The overall project analysis should yield a number of possible stories worthy of telling and publication. These can be histories, historicizations, accounts of basic social processes, narrative and/or visual discourse analyses, arena maps, positional studies, and so on. The ultimate goal is to tell the most interesting and most important analytic stories. Sometimes these are the previously untold stories. In a large (dissertation or book) project, analysis has gone well when you begin to see the different stories you could tell, realize that you cannot tell them all, and start trying to decide which to tell.
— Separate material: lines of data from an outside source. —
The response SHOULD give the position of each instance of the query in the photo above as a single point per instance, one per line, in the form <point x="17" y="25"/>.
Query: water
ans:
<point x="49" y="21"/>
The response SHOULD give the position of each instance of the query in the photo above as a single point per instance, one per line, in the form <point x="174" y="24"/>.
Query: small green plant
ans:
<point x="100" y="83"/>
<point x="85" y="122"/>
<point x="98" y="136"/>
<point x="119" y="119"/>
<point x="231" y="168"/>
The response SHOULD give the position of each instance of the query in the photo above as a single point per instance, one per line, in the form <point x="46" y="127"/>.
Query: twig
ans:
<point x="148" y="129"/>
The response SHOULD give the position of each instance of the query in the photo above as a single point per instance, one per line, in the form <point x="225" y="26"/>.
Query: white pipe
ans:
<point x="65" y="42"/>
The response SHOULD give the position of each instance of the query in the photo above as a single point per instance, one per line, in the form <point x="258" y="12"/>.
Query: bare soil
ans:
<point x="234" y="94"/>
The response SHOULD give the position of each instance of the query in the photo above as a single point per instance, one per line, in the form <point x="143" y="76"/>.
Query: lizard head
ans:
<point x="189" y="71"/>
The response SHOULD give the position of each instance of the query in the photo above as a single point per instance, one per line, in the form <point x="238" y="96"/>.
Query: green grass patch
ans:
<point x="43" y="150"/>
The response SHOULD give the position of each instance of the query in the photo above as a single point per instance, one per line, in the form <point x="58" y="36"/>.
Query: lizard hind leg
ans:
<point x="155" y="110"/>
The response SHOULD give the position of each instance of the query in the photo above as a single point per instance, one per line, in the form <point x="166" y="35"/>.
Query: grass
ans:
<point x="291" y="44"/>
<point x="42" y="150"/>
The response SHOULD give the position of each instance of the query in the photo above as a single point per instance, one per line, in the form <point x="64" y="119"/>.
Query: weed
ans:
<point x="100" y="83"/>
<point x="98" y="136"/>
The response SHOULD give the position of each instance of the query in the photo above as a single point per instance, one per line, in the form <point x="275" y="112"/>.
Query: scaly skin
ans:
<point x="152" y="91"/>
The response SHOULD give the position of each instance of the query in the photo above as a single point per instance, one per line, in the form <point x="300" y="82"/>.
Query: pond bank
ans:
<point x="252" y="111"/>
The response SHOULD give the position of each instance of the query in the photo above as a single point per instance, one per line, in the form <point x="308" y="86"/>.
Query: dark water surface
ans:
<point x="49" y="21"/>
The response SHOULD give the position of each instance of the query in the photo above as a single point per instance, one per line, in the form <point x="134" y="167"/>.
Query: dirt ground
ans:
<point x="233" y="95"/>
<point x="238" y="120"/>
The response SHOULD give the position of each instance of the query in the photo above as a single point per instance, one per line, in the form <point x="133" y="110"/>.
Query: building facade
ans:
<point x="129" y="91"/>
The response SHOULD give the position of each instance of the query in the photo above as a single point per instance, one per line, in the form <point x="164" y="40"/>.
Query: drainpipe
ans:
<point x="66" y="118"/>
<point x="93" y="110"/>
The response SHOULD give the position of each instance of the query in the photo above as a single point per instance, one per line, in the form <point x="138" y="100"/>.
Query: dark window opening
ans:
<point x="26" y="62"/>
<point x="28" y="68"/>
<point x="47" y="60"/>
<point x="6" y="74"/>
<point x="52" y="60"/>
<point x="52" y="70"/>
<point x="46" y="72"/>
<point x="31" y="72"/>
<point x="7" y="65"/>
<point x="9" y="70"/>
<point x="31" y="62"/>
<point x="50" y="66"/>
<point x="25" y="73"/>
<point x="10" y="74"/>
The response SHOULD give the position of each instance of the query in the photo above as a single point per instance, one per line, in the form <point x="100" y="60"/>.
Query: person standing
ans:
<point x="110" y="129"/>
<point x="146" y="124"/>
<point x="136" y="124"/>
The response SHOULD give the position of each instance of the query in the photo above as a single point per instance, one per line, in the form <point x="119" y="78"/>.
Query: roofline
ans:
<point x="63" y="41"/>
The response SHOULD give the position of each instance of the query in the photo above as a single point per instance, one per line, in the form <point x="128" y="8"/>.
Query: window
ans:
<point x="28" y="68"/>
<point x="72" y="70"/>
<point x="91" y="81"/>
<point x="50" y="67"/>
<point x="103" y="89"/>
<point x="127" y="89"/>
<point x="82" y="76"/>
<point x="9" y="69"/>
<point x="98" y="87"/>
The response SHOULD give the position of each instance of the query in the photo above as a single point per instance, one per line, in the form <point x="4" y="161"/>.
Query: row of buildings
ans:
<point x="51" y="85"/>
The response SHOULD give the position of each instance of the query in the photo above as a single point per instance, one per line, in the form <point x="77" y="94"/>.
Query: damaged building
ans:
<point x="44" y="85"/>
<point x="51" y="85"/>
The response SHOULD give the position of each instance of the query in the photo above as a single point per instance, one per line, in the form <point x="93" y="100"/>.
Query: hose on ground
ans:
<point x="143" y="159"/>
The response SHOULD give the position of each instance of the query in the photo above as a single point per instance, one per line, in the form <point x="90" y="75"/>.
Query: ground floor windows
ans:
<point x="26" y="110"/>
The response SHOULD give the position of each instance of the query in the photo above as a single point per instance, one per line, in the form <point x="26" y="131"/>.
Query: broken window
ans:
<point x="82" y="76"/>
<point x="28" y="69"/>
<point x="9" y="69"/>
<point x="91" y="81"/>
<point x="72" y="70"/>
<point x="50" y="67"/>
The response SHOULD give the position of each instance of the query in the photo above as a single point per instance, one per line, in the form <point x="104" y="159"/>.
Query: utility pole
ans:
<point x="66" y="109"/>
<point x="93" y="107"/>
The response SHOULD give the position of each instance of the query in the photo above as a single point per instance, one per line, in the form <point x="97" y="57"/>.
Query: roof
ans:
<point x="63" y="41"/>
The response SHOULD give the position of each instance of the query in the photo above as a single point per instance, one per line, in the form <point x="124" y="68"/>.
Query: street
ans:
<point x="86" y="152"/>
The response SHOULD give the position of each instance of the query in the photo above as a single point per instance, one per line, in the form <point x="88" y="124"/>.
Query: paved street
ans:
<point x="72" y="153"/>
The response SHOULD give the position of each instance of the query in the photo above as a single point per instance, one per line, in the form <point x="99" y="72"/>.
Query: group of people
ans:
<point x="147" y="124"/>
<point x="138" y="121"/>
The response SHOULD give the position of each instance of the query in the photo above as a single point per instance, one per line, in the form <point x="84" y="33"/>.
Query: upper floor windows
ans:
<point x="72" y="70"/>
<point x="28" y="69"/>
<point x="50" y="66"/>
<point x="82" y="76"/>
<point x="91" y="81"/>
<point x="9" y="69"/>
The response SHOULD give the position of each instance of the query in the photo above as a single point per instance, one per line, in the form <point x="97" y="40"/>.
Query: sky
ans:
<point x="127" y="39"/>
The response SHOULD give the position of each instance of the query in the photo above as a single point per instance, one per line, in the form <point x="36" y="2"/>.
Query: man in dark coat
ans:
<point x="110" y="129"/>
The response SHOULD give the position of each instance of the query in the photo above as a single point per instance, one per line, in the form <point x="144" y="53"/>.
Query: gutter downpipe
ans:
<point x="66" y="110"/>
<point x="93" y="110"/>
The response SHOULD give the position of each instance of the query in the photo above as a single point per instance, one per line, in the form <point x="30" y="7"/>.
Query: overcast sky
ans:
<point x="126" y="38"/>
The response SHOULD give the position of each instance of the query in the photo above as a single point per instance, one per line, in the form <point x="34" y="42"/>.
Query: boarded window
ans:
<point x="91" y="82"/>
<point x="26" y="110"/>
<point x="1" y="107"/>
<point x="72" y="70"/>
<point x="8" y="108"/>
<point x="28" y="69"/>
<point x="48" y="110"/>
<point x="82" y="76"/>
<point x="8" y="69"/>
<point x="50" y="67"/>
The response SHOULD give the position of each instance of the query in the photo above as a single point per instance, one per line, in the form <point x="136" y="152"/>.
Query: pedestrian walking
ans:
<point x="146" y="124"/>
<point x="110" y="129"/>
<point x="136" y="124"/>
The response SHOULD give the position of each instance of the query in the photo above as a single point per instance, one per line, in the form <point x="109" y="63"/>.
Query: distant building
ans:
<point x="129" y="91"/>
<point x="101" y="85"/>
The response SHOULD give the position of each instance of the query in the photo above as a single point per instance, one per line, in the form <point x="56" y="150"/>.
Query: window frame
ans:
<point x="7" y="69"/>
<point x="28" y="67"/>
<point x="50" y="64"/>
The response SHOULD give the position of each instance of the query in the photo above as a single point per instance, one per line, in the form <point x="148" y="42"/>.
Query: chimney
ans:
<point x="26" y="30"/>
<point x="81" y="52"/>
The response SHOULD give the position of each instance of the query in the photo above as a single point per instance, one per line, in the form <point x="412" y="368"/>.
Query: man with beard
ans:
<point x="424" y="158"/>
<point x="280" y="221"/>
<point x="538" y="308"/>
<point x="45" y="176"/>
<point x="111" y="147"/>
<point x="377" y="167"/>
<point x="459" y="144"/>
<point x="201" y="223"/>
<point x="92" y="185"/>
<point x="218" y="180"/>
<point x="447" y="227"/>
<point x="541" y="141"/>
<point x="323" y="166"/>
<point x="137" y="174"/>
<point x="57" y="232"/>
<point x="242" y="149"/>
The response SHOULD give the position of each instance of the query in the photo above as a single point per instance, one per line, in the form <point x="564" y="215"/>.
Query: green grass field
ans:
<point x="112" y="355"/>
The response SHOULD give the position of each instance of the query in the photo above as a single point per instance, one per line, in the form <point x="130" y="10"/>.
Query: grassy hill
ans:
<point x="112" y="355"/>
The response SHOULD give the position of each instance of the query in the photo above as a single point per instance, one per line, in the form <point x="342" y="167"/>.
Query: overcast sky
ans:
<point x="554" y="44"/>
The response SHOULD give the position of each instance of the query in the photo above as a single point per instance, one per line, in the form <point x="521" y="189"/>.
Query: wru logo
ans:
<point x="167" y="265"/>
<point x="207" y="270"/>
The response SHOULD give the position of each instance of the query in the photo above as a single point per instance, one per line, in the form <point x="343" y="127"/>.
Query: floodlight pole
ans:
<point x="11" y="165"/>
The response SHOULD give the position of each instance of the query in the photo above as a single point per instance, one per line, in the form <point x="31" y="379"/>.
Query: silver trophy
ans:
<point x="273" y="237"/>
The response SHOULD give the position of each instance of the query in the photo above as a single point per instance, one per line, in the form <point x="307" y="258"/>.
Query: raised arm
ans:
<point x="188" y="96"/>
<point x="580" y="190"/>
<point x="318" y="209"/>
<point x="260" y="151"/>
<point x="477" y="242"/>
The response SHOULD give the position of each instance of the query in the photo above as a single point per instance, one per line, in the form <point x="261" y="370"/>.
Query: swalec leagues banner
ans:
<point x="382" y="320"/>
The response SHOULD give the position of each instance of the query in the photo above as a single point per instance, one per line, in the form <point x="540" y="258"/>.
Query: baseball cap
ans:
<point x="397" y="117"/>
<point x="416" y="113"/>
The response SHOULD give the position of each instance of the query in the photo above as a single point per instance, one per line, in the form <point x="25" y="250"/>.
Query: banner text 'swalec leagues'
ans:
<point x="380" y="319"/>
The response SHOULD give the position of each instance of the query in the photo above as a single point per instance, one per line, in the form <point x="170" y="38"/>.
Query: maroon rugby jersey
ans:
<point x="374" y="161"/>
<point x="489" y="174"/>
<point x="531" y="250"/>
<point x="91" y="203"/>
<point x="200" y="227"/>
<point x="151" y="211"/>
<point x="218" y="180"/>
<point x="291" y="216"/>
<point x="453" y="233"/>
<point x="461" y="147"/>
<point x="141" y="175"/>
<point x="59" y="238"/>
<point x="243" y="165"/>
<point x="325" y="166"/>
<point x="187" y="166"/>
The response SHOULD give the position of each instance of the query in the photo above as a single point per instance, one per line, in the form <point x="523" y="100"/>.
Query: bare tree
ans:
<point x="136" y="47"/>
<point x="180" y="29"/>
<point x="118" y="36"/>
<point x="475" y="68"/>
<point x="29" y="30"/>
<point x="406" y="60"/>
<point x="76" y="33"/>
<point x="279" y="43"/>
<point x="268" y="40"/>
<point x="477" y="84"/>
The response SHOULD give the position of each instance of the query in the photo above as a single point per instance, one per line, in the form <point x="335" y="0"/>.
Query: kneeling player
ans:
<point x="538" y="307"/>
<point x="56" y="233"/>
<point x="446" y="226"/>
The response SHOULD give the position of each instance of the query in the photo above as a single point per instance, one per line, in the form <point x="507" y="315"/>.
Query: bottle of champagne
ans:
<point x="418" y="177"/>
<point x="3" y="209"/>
Then you get into which to tell now and which later…and which materials you want to collect and analyze for the postdoc/next project…
Analysis is not usually easy and I don’t know of anything that would make it “easier”---other than selling your intellectual soul to a computer program that promises to do it for you. But, like Glaser (1978), I can’t think of anything that makes me so high. For me, the messy and ordered situational maps are analytic anchors. Once I have them drafted, anxiety ebbs. It returns in waves, often in the middle of the night, but…as the French say, “C’est normale!”